[PBT] No such file or directory

taqreez · March 2, 2022, 5:18pm

I trying to run this example on multi-node cluster: pbt_example — Ray v1.10.0
It works fine on one machine but consitently fails when I use multiple nodes. I don’t have rsync installed and using aws s3 for upload_dir.
Ray version: 1.10

sync_config = tune.SyncConfig(upload_dir=“s3://mybucket/raytune/pbt/pbt_test/”)
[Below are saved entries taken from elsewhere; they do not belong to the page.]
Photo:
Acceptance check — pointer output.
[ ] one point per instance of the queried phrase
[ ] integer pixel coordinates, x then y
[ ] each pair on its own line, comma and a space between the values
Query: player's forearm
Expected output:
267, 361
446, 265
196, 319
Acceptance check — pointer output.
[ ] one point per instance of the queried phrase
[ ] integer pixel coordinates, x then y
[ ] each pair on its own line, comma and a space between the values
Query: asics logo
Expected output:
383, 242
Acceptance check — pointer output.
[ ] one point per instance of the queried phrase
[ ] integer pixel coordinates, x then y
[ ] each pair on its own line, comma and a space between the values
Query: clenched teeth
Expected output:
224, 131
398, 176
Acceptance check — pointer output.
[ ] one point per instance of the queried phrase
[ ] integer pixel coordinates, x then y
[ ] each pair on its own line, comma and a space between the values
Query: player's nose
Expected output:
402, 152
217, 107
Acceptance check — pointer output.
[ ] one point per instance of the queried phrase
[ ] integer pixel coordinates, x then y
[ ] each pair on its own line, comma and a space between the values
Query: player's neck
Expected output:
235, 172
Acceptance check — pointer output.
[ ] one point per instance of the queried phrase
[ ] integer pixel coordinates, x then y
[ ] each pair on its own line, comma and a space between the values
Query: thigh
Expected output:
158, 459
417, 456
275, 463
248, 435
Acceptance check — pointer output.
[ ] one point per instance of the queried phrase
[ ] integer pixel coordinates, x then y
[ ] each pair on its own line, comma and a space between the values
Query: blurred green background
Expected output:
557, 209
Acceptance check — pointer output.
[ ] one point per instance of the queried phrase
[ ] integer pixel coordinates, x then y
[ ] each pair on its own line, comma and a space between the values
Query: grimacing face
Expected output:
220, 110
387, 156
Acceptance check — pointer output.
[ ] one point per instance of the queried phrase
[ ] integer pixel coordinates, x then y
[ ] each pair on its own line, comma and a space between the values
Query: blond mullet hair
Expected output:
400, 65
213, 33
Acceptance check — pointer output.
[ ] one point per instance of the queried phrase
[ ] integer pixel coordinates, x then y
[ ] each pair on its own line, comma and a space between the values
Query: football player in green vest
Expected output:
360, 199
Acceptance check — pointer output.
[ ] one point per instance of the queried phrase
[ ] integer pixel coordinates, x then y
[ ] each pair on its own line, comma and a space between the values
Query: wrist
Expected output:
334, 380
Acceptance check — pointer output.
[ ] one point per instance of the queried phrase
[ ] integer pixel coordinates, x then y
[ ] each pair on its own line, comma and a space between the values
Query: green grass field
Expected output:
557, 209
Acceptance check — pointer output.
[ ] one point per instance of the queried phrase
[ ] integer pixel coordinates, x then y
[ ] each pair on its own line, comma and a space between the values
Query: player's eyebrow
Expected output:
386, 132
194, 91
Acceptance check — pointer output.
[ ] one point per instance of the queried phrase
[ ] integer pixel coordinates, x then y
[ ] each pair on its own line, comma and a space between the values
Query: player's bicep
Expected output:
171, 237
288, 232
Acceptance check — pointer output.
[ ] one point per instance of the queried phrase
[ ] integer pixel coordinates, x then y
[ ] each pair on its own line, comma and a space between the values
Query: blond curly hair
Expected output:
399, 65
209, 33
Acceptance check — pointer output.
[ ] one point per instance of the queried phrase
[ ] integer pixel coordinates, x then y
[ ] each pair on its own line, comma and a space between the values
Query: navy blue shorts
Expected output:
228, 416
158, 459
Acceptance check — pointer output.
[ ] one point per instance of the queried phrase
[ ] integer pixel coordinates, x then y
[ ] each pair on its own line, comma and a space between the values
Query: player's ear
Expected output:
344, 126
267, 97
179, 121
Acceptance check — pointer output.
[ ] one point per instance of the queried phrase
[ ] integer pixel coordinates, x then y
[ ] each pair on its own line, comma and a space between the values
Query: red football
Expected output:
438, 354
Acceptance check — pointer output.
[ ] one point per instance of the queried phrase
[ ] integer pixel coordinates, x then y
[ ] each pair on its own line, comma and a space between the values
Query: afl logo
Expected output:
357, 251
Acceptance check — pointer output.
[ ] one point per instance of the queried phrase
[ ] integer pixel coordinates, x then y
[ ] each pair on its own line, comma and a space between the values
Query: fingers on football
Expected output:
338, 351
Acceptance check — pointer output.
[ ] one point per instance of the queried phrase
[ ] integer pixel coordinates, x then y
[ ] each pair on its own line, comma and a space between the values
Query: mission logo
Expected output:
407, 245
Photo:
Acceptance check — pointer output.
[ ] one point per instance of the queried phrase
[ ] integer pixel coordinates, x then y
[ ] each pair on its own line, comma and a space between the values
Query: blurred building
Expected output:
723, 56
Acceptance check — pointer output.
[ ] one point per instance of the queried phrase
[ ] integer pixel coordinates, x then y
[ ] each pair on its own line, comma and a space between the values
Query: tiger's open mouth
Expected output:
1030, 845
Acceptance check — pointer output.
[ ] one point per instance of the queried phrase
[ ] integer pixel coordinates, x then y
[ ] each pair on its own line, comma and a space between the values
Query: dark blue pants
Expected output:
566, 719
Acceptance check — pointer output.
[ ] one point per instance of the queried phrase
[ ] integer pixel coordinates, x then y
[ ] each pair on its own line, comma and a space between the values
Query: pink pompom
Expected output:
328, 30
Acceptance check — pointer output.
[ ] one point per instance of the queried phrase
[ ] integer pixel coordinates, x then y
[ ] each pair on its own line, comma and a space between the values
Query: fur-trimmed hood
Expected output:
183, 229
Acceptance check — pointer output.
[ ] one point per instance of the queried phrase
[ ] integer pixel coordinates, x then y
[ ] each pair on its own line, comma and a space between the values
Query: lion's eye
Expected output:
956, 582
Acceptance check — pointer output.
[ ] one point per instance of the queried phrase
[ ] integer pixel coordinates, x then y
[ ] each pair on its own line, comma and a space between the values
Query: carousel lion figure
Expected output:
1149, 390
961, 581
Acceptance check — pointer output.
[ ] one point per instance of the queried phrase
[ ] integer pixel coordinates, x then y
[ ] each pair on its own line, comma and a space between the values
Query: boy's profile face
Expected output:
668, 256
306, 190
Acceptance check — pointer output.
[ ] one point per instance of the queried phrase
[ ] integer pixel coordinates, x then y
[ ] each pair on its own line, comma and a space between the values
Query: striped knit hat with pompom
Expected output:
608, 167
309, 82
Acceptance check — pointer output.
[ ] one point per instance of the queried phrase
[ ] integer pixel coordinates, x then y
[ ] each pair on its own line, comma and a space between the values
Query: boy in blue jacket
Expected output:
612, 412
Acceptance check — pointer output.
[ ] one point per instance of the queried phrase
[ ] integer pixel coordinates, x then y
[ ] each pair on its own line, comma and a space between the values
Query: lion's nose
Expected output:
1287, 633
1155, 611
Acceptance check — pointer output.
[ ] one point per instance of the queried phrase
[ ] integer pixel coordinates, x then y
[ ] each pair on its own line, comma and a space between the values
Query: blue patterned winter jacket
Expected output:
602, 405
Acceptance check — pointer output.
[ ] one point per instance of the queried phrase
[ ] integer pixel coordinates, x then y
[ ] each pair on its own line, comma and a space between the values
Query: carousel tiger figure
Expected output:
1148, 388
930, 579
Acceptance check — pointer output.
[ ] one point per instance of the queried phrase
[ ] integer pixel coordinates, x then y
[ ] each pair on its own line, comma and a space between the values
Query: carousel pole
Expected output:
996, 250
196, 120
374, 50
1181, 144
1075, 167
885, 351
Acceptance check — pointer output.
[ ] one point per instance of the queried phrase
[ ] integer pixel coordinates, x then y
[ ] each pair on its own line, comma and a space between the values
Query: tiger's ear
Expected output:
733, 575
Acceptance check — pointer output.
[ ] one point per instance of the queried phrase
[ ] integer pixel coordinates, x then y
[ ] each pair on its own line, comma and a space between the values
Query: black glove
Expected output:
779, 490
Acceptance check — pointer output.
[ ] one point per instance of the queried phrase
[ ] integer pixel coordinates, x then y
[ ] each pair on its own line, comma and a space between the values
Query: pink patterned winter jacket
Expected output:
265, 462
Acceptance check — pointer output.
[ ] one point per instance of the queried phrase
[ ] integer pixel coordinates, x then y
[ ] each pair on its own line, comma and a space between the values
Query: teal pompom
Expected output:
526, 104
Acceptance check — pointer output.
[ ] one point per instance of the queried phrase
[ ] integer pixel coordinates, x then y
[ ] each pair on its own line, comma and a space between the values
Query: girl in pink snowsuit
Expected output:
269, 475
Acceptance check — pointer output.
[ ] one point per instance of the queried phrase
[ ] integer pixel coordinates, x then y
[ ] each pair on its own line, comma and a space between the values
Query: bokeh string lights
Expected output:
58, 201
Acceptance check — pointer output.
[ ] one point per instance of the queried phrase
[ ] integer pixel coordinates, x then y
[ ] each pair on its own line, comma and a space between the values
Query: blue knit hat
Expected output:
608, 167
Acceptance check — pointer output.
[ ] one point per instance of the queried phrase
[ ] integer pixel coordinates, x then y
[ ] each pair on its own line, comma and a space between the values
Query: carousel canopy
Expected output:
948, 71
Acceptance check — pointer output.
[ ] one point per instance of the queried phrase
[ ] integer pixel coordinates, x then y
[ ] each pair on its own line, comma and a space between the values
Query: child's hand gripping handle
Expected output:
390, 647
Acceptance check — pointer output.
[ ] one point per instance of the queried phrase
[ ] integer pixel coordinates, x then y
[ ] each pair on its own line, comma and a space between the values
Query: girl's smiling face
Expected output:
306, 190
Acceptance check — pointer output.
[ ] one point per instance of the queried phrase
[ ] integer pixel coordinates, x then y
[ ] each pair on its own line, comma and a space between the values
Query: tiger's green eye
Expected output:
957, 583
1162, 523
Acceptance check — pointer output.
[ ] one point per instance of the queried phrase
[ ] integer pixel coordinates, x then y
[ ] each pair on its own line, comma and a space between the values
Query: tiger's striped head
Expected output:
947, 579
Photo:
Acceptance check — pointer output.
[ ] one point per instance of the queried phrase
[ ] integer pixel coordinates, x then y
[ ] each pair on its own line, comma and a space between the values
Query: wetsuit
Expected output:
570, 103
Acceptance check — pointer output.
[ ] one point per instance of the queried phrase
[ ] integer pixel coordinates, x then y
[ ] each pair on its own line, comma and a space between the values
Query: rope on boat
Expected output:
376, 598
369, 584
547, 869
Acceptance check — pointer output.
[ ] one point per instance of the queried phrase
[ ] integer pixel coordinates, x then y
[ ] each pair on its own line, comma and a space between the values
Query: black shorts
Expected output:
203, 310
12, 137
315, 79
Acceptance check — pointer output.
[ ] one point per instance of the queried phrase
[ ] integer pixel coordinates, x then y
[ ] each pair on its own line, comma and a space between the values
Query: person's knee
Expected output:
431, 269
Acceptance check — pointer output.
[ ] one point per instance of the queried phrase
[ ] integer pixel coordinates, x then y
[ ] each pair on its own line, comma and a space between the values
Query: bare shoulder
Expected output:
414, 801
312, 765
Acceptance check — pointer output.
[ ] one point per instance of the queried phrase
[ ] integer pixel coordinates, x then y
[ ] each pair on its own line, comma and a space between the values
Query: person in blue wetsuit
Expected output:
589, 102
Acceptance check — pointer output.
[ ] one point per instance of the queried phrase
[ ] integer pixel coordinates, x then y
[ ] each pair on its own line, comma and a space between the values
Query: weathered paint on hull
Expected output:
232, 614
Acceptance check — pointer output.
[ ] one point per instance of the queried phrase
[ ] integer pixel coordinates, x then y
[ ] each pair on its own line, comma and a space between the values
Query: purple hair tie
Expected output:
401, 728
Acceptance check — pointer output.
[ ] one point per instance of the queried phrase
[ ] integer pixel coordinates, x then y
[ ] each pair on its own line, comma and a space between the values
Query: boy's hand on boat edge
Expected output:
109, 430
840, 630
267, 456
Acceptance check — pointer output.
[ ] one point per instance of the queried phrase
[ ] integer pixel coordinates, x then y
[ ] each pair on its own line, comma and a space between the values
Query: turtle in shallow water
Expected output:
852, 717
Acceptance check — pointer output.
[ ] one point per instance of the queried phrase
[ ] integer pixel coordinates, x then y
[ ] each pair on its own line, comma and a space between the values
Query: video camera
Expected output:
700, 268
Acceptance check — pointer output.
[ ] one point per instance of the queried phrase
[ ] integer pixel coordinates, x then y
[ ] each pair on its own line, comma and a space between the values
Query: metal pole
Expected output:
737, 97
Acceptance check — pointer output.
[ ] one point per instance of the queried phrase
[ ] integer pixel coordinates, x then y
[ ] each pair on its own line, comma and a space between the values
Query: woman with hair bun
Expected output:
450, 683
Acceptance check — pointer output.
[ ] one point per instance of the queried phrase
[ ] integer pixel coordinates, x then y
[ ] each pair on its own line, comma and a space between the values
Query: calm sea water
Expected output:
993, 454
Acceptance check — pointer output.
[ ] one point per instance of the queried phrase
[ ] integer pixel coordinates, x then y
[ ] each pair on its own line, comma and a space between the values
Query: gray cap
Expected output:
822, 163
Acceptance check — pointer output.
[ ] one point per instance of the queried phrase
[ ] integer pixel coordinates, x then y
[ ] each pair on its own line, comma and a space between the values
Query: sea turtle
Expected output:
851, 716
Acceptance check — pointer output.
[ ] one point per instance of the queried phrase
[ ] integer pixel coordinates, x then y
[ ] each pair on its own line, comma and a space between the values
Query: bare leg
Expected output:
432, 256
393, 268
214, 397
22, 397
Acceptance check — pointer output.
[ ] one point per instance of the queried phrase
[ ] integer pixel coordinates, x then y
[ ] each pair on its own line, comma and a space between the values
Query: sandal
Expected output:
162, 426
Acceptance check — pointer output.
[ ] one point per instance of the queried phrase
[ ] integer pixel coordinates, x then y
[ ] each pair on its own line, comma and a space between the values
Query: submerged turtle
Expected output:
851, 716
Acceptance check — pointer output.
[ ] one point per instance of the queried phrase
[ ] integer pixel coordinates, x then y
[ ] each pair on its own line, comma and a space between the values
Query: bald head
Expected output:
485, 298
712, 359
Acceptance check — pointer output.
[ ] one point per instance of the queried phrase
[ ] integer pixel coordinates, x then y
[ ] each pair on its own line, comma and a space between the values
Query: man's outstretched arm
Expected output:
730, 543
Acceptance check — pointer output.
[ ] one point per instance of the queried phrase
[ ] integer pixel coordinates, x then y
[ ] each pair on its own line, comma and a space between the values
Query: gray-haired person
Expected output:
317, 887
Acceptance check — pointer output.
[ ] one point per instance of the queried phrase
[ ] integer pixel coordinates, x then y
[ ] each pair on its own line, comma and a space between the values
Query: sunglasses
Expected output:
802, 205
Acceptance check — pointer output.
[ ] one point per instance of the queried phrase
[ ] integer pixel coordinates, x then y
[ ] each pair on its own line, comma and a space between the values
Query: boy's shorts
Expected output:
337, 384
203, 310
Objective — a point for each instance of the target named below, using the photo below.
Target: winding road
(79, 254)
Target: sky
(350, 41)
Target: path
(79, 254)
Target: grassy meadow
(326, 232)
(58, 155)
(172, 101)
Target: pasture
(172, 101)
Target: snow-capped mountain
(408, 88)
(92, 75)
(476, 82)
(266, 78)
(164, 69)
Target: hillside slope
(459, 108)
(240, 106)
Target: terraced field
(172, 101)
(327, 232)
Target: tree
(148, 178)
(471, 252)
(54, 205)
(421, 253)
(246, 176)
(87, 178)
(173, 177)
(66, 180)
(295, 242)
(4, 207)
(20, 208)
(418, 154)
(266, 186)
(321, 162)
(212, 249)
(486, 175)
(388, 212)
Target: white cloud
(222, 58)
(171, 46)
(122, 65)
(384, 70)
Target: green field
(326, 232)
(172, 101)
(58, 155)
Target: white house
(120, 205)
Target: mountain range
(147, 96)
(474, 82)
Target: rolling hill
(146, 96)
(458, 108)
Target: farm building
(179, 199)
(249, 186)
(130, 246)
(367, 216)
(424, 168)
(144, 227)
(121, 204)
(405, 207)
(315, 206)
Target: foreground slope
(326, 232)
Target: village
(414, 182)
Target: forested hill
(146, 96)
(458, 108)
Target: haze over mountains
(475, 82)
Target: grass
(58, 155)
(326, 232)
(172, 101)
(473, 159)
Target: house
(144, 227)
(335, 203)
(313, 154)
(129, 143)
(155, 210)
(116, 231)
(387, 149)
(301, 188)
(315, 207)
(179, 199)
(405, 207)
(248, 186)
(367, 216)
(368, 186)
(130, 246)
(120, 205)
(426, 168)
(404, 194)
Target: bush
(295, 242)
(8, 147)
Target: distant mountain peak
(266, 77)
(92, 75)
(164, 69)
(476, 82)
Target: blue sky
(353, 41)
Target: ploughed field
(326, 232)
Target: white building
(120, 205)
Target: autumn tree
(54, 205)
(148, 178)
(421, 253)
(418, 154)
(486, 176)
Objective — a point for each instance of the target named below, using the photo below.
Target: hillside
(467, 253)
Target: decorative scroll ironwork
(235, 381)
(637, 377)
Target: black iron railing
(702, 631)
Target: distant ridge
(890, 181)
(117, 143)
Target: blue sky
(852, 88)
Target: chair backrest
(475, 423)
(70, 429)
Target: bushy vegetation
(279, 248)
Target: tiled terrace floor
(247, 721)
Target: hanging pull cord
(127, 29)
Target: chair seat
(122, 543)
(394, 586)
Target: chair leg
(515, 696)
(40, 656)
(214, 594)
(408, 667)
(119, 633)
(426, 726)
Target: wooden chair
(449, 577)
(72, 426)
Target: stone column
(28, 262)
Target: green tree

pbt = PopulationBasedTraining(
time_attr=“training_iteration”,
perturbation_interval=20,
hyperparam_mutations={
# distribution for resampling
“lr”: lambda: random.uniform(0.0001, 0.02),
# allow perturbations within this set of categorical values
“some_other_factor”: [1, 2],
})

analysis = tune.run(
PBTBenchmarkExample,
name=“pbt_test”,
scheduler=pbt,
sync_config=sync_config,
local_dir="/opt/ml/model/checkpoints/",
metric=“mean_accuracy”,
mode=“max”,
fail_fast=True,
reuse_actors=True,
checkpoint_freq=20,
checkpoint_score_attr=“mean_accuracy”,
stop={
“training_iteration”: 200,
},
num_samples=8,
config=hpo_cfg,

#033[2m#033[36m(PBTBenchmarkExample pid=115, ip=100.x.x.111)#033[0m 2022-03-01 22:57:32,416#011INFO trainable.py:473 – Restored on 100.71.29.111 from checkpoint: /opt/ml/model/checkpoints/pbt_test29/PBTBenchmarkExample_f2eea_00001_1_2022-03-01_22-57-21/checkpoint_000040/checkpoint
#033[2m#033[36m(PBTBenchmarkExample pid=115, ip=100.x.x.111)#033[0m 2022-03-01 22:57:32,417#011INFO trainable.py:480 – Current state after restoring: {’_iteration’: 40, ‘_timesteps_total’: None, ‘_time_total’: 0.0021026134490966797, ‘_episodes_total’: None}

2022-03-01 22:57:32,608#011ERROR trial_runner.py:1128 – Trial PBTBenchmarkExample_f2eea_00006: Error processing restore.
Traceback (most recent call last):
File “/usr/local/lib/python3.7/site-packages/ray/tune/trial_runner.py”, line 1121, in _process_trial_restore
self.trial_executor.fetch_result(trial)
File “/usr/local/lib/python3.7/site-packages/ray/tune/ray_trial_executor.py”, line 707, in fetch_result
result = ray.get(trial_future[0], timeout=DEFAULT_GET_TIMEOUT)
File “/usr/local/lib/python3.7/site-packages/ray/_private/client_mode_hook.py”, line 105, in wrapper
return func(*args, **kwargs)
File “/usr/local/lib/python3.7/site-packages/ray/worker.py”, line 1733, in get
raise value.as_instanceof_cause()

ray.exceptions.RayTaskError(FileNotFoundError): #033[36mray::PBTBenchmarkExample.restore()#033[39m (pid=536, ip=100.x.x.111, repr=<ray_pbt_tune2.PBTBenchmarkExample object at 0x7f5b1ca28690>)
File “/usr/local/lib/python3.7/site-packages/ray/tune/trainable.py”, line 453, in restore
with open(checkpoint_path + “.tune_metadata”, “rb”) as f:

FileNotFoundError: [Errno 2] No such file or directory: ‘/opt/ml/model/checkpoints/pbt_test29/PBTBenchmarkExample_f2eea_00006_6_2022-03-01_22-57-21/checkpoint_000040/checkpoint.tune_metadata’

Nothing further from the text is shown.